Further progress against these diseases will depend on efforts in a few large countries. These bacteria still cause far too many child deaths.

Wahl also said, according to ScienceDaily:

The pneumoccocal disease burden is now limited to a small number of countries that have not introduced the vaccine or have not yet fully scaled the vaccines.

Indeed, the researchers concluded that the huge decline in deaths from Hib and pneumococcus was because of the broader use of vaccinations, particularly in many low-income countries. Specifically, researchers estimated that between 2000 and 2015, the pneumococcal conjugate vaccine (PCV) prevented a total of around 250,000 child deaths, mostly after 2010. Hib vaccines, on the other hand, prevented a whopping 1.2 million estimated child deaths, the Johns Hopkins news release reported.

This study, and others like it, prove just how important vaccinating kids is. This study focused on two types of vaccines, and mostly on their impact in "high-burden countries." But right here in the United States, where people tend to have more access to safe vaccinations for their children, many parents are choosing not to vaccinate their kids. Some are doing so out of a misguided fear that certain vaccines lead to a child developing autism — a totally debunked, ableist theory that has been disproven time and time again; the doctor behind the "study" linking vaccines and autism was stripped of his medical license for reportedly falsifying data, according to CNN.

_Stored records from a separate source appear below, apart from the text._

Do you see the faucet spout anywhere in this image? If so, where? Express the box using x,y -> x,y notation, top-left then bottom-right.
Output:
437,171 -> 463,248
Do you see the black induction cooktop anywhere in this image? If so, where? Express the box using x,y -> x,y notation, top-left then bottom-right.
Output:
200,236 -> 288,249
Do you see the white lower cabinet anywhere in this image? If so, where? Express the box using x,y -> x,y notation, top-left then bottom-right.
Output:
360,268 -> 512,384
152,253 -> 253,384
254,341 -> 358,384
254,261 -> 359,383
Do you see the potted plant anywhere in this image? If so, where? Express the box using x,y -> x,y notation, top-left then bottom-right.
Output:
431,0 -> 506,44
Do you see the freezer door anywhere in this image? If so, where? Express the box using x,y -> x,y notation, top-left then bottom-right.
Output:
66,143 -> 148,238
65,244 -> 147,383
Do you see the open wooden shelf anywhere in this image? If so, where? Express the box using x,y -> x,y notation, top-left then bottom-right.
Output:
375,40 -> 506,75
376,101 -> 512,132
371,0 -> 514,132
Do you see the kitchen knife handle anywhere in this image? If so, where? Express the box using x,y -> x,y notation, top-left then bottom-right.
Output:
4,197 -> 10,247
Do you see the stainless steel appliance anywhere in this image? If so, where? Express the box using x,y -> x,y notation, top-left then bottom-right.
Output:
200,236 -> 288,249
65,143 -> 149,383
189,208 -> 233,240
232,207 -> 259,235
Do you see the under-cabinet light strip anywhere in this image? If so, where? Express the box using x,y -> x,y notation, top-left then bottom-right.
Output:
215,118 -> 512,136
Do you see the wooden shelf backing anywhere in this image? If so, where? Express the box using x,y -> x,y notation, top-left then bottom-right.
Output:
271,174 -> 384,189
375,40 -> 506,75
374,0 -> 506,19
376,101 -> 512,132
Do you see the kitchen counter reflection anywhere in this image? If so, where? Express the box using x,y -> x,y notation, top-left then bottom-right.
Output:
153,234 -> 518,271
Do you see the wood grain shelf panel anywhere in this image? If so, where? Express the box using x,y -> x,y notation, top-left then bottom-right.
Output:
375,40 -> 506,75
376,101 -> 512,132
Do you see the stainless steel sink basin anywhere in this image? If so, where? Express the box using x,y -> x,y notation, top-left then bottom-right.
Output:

And high-profile names supporting anti-vaccination causes don't help matters. For example, on Thursday, tattoo artist and cosmetics-company founder Kat Von D wrote in an Instagram post that she intends to raise her unborn child "without vaccinations," according to USA Today. This set of a firestorm of discourse on the safety and validity of vaccines, even though studies and scientific consensus has told us over and over that vaccines are safe and effective.

This study drives home the fact that vaccines are incredibly effective more than ever. Since conjugate vaccines against Hib were first introduced in America, Europe, and other countries back in the late 1980s, that virus has all but disappeared as a public health risk, The Daily Mail noted. And through efforts to increase vaccination coverage in other parts of the world, the number of deaths in children from two leading bacterial causes of pneumonia and meningitis have significantly decreased. How much more clear can it be that these vaccines work to save the lives of kids, worldwide?

Dr. Robert M. Jacobson, a pediatrician and former medical director for the Population Health Science Program at Mayo Clinic, told The Daily Mail the difference in the rate of child deaths from Hib thanks to the vaccine is stunning. Jacobson said:

When I was in training we would do all we could to save babies from Hib but there was nothing we could do. Twenty thousand babies a year would die. Then, with the Hib vaccine, even in the first few years, we saw far fewer deaths. Now most pediatricians in training have never seen a case of hemophilia influenza type B. You can barely even imagine it.

So why would anyone want to go back to a time like that?

The bottom line is, vaccines work. They worked to protect millions of kids over a 15-year period who were profiled for this Johns Hopkins study. And this is just the latest of many studies that prove just how effective and life-saving these vaccines can be.

If you really have concerns about vaccinating your child, talk to your doctor — if you trust them with every other aspect of your child's health, trust them with this. They should have the evidence and knowledge to back up just how safe and valuable vaccines are when it comes to protecting all kids, in your own community and all over the world.